The joy of the teacher, gentlemen, as you know so well, is a joy that is never ending. It is one of those delights that come to us new every morning and fresh every evening, and yields a sense of satisfaction beyond anything else in this world. And if the rich men of this country will only endow our medical schools and so teach through us all of these hundreds of young men that go the world over as heralds of cheer and apostles of health, surely they will enjoy the greatest satisfaction that can be given to any man.
And when we lay us down for the last time upon our pillow, we can all thank God that we have been able to contribute, some by our work, others by their means, to this magnificent gift to humanity.
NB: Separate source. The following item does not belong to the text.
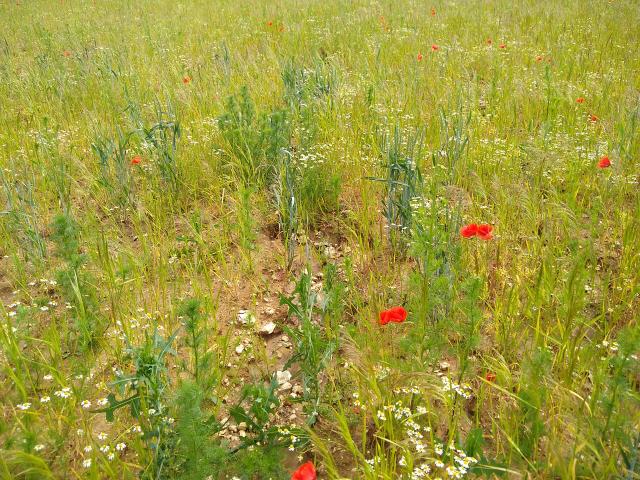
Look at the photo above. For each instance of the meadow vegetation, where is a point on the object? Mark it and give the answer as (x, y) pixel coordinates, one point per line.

AGE AND YOUTH IN MEDICINE.*
KNOW nothing more inspiring than a scene like the
present. Before me is a company of young women and young men, recruits in the medical army, anxious to press forward to all the dangers, trials, failures, and successes of a medical life to final victory. My career will soon end while yours is just beginning. I look toward the western setting sun, you greet the eastern rising sun. Mine is the past with its splendid accomplishments, its dismal failures, its disheartening, unaccomplished tasks. Yours is the golden future, yours to renew the attack where we have failed and to win the battles that we have lost, yours to fulfill our unaccomplished tasks. Naturally, therefore, the occasion suggests a contrast between myself and yourselves. Accordingly, I have taken as my topic "Age and Youth in Medicine."
Let me recount briefly some of the wonderful things that I have seen accomplished in the more than three-score years covered by my own life and then glance at what may be in store for you.
First, the geographical and political changes I have seen have been almost kaleidoscopic in their variety and extent. The map of Europe has been re-made. Since 1859, the year that I graduated from the University, Italy has been recreated as a united kingdom. This new political life has been followed by a wonderful intellectual revival, so that Italian medical science and letters to-day have won an enviable place.
* Address at the Commencement of the Medical Department of Cornell University, June 8, 1904. Reprinted from the Medical Record, July 30, 1904.